Conditional rather than absolute requirements of the capsid coding sequence for initiation of methionine-independent translation in Plautia stali intestine virus.

The positive-stranded RNA genome of Plautia stali intestine virus (PSIV) has an internal ribosome entry site (IRES) in an intergenic region (IGR). The IGR-IRES of PSIV initiates translation of the capsid protein by using CAA, the codon for glutamine. It was previously reported (J. Sasaki and N. Nakashima, J. Virol. 73:1219-1226, 1999) that IGR-IRES extended by several nucleotides into the capsid open reading frame (ORF). Despite the fact that the secondary structure model of the IGR-IRES is highly conserved, we were unable to find structural similarities in the 5' region of the capsid ORFs in related viruses. Therefore, we reevaluated the role of the capsid ORF in IGR-IRES-mediated translation in PSIV. Mutation of the CAA codon with various triplets did not inhibit IGR-IRES-mediated translation. N-terminal amino acid analyses of mutated products showed that the IGR-IRES could initiate translation by using various elongator tRNAs. By replacement of the capsid ORF with exogenous coding sequences having AUG deleted, translation products were produced in most cases, but capsid-exogenous fusion proteins were produced more efficiently than were the translation products. These data indicate that the 5' part of the capsid ORF is not an absolute requirement for the IGR-IRES-mediated translation. RNA structure probing analyses showed that the 5' part of the capsid ORF was a single strand, while that of exogenous reading frames was structured. Exogenous sequences also caused structural distortion in the 3' part of the IGR-IRES. We hypothesize that the single-stranded capsid ORF helps to form the tertiary structure of the IGR-IRES and facilitates precise positioning of ribosomes.

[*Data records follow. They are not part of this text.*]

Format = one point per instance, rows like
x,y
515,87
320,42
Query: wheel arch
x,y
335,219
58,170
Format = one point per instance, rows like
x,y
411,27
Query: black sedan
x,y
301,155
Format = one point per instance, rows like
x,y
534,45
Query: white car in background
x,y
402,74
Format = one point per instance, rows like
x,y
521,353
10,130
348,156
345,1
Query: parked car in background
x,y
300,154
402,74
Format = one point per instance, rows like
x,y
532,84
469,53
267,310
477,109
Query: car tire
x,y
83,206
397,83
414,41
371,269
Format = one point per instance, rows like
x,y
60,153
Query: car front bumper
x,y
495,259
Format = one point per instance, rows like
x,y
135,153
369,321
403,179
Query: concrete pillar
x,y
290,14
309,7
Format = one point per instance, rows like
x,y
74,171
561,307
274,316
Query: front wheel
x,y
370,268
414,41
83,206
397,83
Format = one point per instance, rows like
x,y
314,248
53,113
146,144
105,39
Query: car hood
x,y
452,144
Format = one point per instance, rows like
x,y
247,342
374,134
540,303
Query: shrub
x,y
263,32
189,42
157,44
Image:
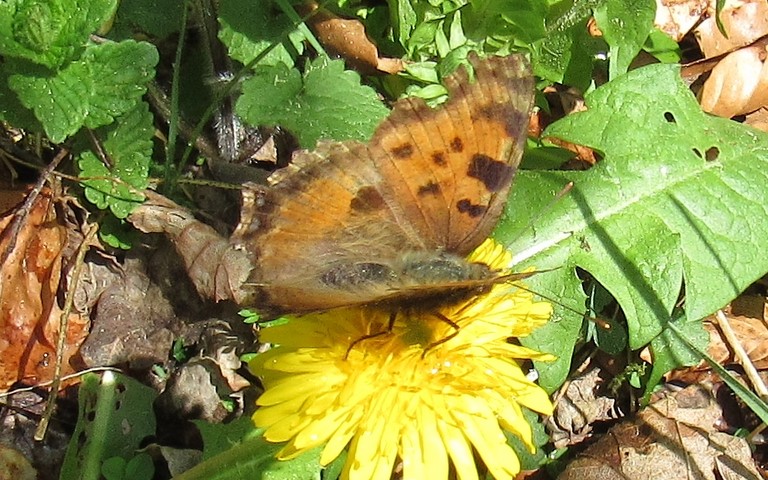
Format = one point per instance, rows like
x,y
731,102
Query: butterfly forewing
x,y
337,227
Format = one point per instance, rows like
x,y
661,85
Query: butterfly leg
x,y
390,324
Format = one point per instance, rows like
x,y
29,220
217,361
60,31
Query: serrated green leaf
x,y
679,194
50,33
248,456
663,47
626,25
128,145
328,102
248,32
107,81
115,416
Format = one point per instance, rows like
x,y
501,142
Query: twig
x,y
741,355
42,427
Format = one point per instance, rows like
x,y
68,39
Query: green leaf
x,y
249,32
328,102
528,460
566,53
625,25
159,18
663,47
679,194
237,450
115,416
672,348
107,81
127,145
50,33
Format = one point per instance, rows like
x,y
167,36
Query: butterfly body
x,y
391,220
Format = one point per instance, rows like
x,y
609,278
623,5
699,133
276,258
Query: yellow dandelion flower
x,y
385,399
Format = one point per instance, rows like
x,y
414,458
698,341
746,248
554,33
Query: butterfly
x,y
390,221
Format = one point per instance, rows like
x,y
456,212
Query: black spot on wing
x,y
403,151
430,188
494,174
515,122
438,158
367,199
471,209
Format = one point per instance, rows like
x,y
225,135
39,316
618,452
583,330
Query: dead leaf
x,y
217,269
13,465
672,438
677,17
744,21
580,405
758,119
35,246
738,84
347,39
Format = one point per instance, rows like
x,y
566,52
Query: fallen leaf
x,y
738,84
744,21
677,17
347,39
580,405
673,438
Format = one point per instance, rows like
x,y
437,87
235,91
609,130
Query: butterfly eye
x,y
347,275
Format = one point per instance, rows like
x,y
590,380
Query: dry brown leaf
x,y
738,84
31,280
346,38
758,119
751,332
744,21
677,17
672,438
218,270
580,405
13,465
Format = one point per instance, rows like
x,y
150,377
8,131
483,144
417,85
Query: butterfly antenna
x,y
600,322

Structural elements in the internal ribosome entry site of Plautia stali intestine virus responsible for binding with ribosomes.

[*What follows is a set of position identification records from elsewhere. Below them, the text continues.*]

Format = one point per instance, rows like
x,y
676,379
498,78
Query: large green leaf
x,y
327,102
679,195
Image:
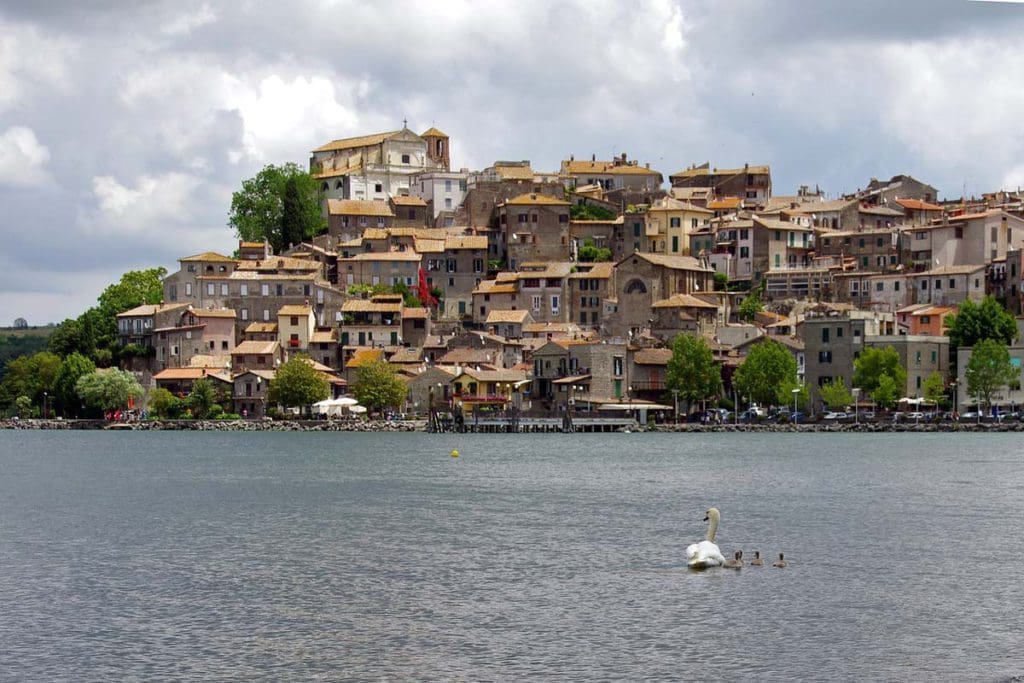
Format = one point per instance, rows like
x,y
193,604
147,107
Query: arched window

Plautia stali intestine virus (PSIV) has an internal ribosome entry site (IRES) at the intergenic region of the genome. The PSIV IRES initiates translation with glutamine rather than the universal methionine. To analyze the mechanism of IRES-mediated initiation, binding of IRES RNA to salt-washed ribosomes in the absence of translation factors was studied. Among the three pseudoknots (PKs I, II and III) within the IRES, PK III was the most important for ribosome binding. Chemical footprint analyses showed that the loop parts of the two stem-loop structures in Domain 2, which are highly conserved in related viruses, are protected by 40S but not by 60S ribosomes. Because PK III is close to the two loops, these structural elements were considered to be important for binding of the 40S subunit. Competitive binding analyses showed that the IRES RNA does not bind poly(U)-programmed ribosomes preincubated with tRNA(Phe) or its anticodon stem- loop (ASL) fragment. However, Domain 3-deleted IRES bound to programmed ribosomes preincubated with the ASL, suggesting that Domains 1 and 2 have roles in IRES binding to 40S subunits and that Domain 3 is located at the ribosome decoding site.